Yargıtay Kararı 1. Hukuk Dairesi 2020/575 E. 2020/5190 K. 19.10.2020 T.

YARGITAY KARARI
DAİRE : 1. Hukuk Dairesi
ESAS NO : 2020/575
KARAR NO : 2020/5190
KARAR TARİHİ : 19.10.2020

MAHKEMESİ :ASLİYE HUKUK MAHKEMESİ
DAVA TÜRÜ: TAPU İPTALİ VE TESCİL

Taraflar arasında görülen davada; Davacılar, 1954 yılından yapılan kadastro çalışmaları sırasında 36 parsel olarak tespit gören dava konusu taşınmaz hakkında açılan kadastro tespitine itiraz davası sonucunda tespit gibi tescile karar verilerek sicil kaydının oluşturulduğunu, ancak mirasbırakanları Hasan Arı’nın davalıların mirasbırakanları olan tespit maliklerinin bir kısmından pay satın aldığını, tespite itiraz davasında mirasbırakanın aldığı bu payların gözden kaçırılarak hüküm kurulduğunu ileri sürerek davalılar adına olan tapu kayıtlarının iptali ile mirasçılar adına tescilini istemişlerdir.
Davalılar, davanın reddini savunmuşlardır.Mahkemece, davanın reddine ilişkin olarak verilen karar, Dairece; “…Çekişme konusu taşınmazın kadastro tespitinin 28.4.1953 tarihinde davalılar mirasbırakanları ve dava dışı şahıslar adına tespit edildiği ve şahıslar tarafından itiraz edildiği, Muharrem’in 21.10.1967 tarihinde Devlet’in ise 9.7.1968’de paylarını Hasan Arı’ya satış suretiyle devrettiği dosya kapsamı ile sabittir.
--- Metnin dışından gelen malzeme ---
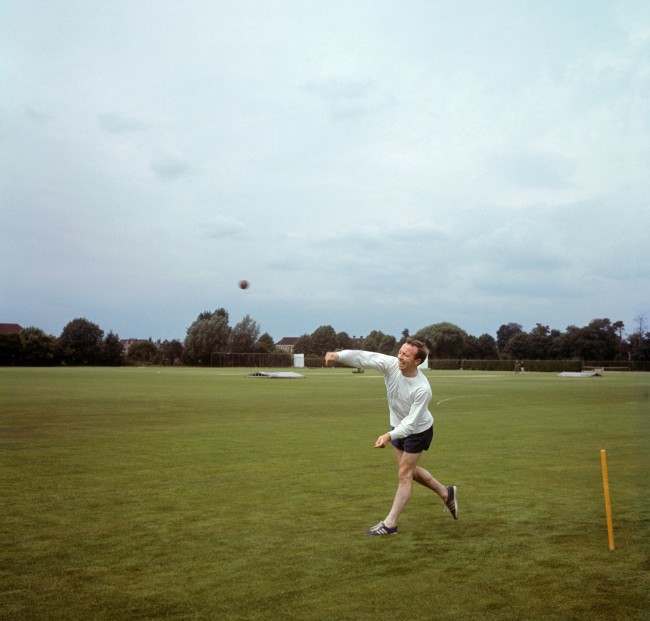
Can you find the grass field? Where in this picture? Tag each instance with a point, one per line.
(145, 493)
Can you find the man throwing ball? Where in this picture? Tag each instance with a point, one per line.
(408, 392)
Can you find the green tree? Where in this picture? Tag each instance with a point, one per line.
(505, 332)
(598, 340)
(244, 335)
(209, 334)
(471, 348)
(144, 352)
(323, 339)
(540, 342)
(487, 347)
(445, 340)
(11, 349)
(265, 344)
(519, 346)
(303, 345)
(379, 342)
(81, 342)
(344, 341)
(113, 352)
(171, 352)
(38, 348)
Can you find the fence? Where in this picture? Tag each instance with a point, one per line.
(251, 360)
(553, 366)
(504, 365)
(619, 365)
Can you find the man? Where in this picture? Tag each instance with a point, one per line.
(408, 392)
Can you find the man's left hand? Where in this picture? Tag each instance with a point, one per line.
(382, 441)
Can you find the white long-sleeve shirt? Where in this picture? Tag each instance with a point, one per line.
(408, 397)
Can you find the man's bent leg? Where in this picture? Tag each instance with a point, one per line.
(424, 477)
(407, 465)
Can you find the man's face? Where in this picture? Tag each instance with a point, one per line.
(406, 358)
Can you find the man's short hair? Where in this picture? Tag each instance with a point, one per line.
(423, 350)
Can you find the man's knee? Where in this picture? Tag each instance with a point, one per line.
(406, 473)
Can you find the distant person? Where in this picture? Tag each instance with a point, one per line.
(411, 423)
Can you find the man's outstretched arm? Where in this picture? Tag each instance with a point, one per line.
(359, 358)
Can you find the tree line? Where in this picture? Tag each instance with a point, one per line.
(83, 342)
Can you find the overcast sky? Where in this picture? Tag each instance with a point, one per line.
(369, 164)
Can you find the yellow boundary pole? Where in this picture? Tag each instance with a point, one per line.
(608, 503)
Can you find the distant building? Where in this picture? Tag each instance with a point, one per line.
(287, 344)
(10, 328)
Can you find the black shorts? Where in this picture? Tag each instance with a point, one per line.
(415, 443)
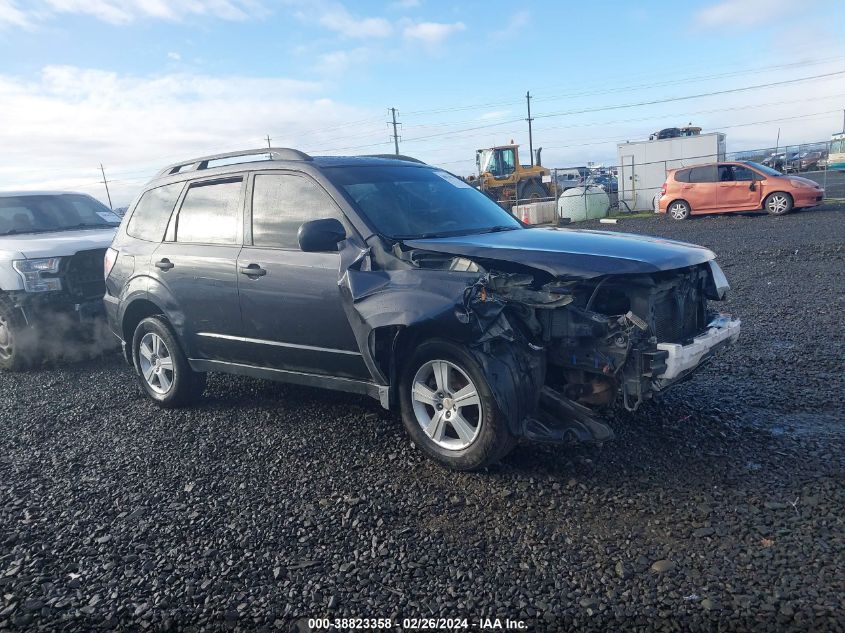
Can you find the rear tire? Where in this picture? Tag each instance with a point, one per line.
(778, 203)
(443, 379)
(163, 371)
(678, 210)
(16, 350)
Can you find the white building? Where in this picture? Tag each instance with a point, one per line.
(643, 164)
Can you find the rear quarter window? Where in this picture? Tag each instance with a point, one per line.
(152, 213)
(706, 173)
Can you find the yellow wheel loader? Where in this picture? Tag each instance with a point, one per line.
(505, 180)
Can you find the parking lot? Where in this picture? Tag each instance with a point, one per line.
(718, 508)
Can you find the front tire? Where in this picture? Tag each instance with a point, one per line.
(678, 210)
(449, 410)
(15, 354)
(778, 203)
(163, 371)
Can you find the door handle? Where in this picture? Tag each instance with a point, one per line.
(253, 270)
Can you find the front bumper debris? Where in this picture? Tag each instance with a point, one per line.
(682, 359)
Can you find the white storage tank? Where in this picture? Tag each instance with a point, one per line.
(583, 203)
(643, 165)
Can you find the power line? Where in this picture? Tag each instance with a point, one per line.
(395, 133)
(106, 183)
(530, 136)
(695, 96)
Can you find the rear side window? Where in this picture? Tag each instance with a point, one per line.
(149, 220)
(703, 174)
(744, 174)
(281, 203)
(210, 213)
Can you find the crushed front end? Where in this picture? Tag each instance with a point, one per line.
(616, 339)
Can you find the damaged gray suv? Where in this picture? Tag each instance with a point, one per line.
(388, 277)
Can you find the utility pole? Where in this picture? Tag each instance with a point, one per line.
(530, 137)
(106, 183)
(395, 132)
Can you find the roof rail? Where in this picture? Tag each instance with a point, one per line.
(409, 159)
(197, 164)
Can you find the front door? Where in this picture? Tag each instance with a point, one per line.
(738, 189)
(702, 189)
(197, 267)
(290, 300)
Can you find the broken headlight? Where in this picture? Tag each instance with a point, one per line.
(33, 270)
(717, 285)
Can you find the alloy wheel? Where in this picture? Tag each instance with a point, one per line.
(447, 405)
(778, 204)
(156, 363)
(678, 211)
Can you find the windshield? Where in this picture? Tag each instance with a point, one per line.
(762, 168)
(485, 157)
(405, 202)
(53, 212)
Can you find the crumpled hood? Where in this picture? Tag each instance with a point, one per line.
(58, 244)
(568, 252)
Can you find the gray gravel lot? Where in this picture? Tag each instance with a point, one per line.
(719, 508)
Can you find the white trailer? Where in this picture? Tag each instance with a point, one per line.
(643, 164)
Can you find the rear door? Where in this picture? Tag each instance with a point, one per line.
(738, 190)
(701, 191)
(197, 265)
(290, 300)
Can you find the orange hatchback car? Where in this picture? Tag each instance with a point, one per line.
(736, 186)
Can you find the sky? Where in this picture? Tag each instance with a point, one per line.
(137, 84)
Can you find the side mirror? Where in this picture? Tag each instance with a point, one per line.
(318, 236)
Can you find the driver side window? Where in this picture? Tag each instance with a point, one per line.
(281, 203)
(744, 174)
Ne var ki, şahıslar tarafından Devlet, Muharrem ve diğer tespit malikleri aleyhine açılan tespite itiraz davası sonucunda , davacılar mirasbırakanı Hasan’ın pay satın aldığı belirlenmiş, davacının temyizi üzerine Yargıtay 7. Hukuk Dairesince hükmün bozulmasına karar verilmiş ve 27.10.1983 tarihinde müdahil davacının davasının reddine karar verilip 19.01.1998’de verilen karar kesinleşmiştir. Anılan dava dosyasında davacıların veya murislerinin taraf olmadıklarında kuşku yoktur. Öyle ise davacılar yönünden kesin hükmün varlığından söz edilebilme olanağı da bulunmamaktadır. Hal böyle olunca, işin esasına girilmesi soruşturmanın eksiksiz tamamlanması, sonucuna göre bir karar verilmesi gerekirken, yazılı olduğu üzere karar verilmesi doğru değildir.” gerekçesi ile bozulması üzerine mahkemece bozmaya uyularak yapılan yargılama neticesinde davanın kabulüne karar verilmiş, verilen karar taraflarca temyiz edilmeksizin 09.09.2016 tarihinde kesinleşmiştir.
Davacılar vekili 06.03.2017 ve 08.09.2017 tarihli tavzih dilekçeleri ile, dava konusu 1331, 1332 ve 1333 parsel sayılı taşınmazlarda iptal ve tescile karar verilen pay oranlarında hata yapıldığını, iptal edilen hisse oranının toplam 511647/1211040 (50.698 m²) olmasına rağmen hükümde 109707/1211040 (10.870 m²) hissenin davacılar adına tesciline karar verildiğini, ayrıca kararda hakkında tescil hükmü kurulan “…”nın aslında “…” olduğunu ileri sürerek hükmün tavzihini istemiştir.Mahkemece, 17.04.2018 tarihli ek karar ile, tavzih talebinin hükmün değiştirilmesi niteliğinde olduğu ve tavzih yolu ile düzeltilmesinin mümkün olmadığı gerekçesiyle tavzih isteğinin reddine karar verilmiştir.Ek karar, davacılar vekili tarafından süresinde temyiz edilmiş olmakla, dosya incelendi, Tetkik Hakimi …’ün raporu okundu, açıklamaları dinlendi, gereği görüşülüp düşünüldü;
KARAR-
Dosya içeriğine, toplanan delillere, hükmün dayandığı yasal ve hukuksal gerekçeye ve özellikle delillerin takdirinde bir isabetsizlik bulunmamasına göre; davacılar vekilinin yerinde bulunmayan temyiz itirazın reddiyle usul ve yasaya uygun olan ek kararın ONANMASINA, davacıların harcı peşin alındığından başkaca harç alınmasına yer olmadığına, 19/10/2020 tarihinde oybirliğiyle karar verildi.